Yurii Nesterov is the world’s leading authority on the efficiency of algorithms for continuous optimization. Since 1993, he has been working at UCLouvain, specifically in the Department of Mathematical Engineering from the Louvain School of Engineering, Center for Operations Research and Econometrics. His text, Interior-Point Polynomial Algorithms for Convex Programming, co-authored with A. Nemirovskii, utilized the theory of self-concordant functions to unify global complexity results obtained for convex optimization problems including linear, second-order cone and semidefinite programming. In 2000, Nesterov received the Dantzig Prize, jointly awarded by the Mathematical Programming Society and the Society for Industrial and Applied Mathematics, in recognition of his contributions to the theory of convex optimization. In 2009, Nesterov won the John von Neumann Theory Prize, while in 2016, Nesterov received the EURO Gold Medal.

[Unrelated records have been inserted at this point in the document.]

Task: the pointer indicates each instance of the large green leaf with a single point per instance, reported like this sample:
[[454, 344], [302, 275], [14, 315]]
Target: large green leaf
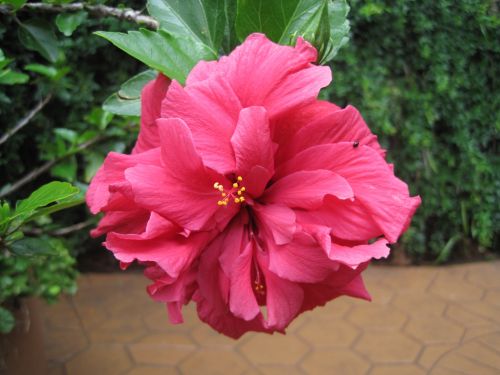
[[127, 101], [7, 321], [175, 56], [37, 35], [48, 193], [321, 22], [203, 20]]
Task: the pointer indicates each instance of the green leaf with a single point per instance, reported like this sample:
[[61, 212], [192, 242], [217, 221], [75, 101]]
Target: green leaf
[[65, 169], [16, 4], [48, 193], [30, 246], [48, 71], [7, 321], [37, 35], [339, 29], [127, 101], [321, 22], [175, 56], [68, 22], [202, 20], [9, 77]]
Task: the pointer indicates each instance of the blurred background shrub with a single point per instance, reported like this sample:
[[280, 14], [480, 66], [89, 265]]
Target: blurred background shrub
[[426, 77]]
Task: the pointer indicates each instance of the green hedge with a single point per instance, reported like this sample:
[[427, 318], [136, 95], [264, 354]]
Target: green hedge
[[425, 74]]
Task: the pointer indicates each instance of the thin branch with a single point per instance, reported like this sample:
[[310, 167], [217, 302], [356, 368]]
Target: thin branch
[[95, 10], [45, 167], [24, 121]]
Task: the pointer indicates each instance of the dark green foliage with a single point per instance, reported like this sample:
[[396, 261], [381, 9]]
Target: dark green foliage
[[425, 74]]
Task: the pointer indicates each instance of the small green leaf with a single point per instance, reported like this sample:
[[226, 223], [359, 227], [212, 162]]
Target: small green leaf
[[7, 321], [30, 246], [203, 20], [65, 169], [37, 35], [48, 193], [9, 77], [16, 4], [127, 101], [173, 55], [68, 22], [45, 70]]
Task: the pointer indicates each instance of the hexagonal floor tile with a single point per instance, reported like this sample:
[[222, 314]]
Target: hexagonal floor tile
[[330, 334], [161, 349], [212, 362], [106, 359], [435, 331], [388, 347], [276, 349], [335, 361]]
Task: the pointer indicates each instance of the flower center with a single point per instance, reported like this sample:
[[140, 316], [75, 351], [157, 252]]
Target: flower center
[[235, 194]]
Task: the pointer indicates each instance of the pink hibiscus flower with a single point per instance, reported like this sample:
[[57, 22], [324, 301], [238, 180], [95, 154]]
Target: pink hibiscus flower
[[244, 192]]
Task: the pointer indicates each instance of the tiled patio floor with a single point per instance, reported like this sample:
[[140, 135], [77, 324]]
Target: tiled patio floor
[[423, 320]]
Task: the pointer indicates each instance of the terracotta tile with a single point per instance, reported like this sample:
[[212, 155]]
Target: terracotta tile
[[119, 330], [106, 359], [452, 288], [397, 370], [463, 365], [276, 349], [409, 279], [463, 317], [435, 330], [484, 274], [61, 315], [146, 370], [376, 317], [62, 344], [335, 333], [277, 370], [206, 336], [420, 305], [431, 354], [335, 361], [212, 361], [162, 349], [389, 347]]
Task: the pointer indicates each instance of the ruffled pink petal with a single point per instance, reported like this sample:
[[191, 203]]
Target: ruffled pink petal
[[183, 190], [263, 73], [353, 256], [385, 196], [349, 220], [307, 189], [211, 110], [342, 125], [242, 302], [279, 220], [171, 252], [151, 97], [112, 172], [345, 281], [283, 297], [251, 141], [302, 260]]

Ozren Despić is a professor at the Aston Business School, Operations & Information Management, Aston University, UK. His main research focus is on developing mathematical models for their use in efficiency measurement and decision making. Investigating their theoretical properties and applicability in different contexts is one aspect of that research while the other one, equally important, is in the direction of making these models simpler and easier to understand by practitioners. The following list further narrows down the his areas of interest: Data Envelopment Analysis and Performance Measurement; Composite Indicators and Aggregation Operators; Multi-criteria and Soft Decision Analysis; Machine Learning and Optimisation.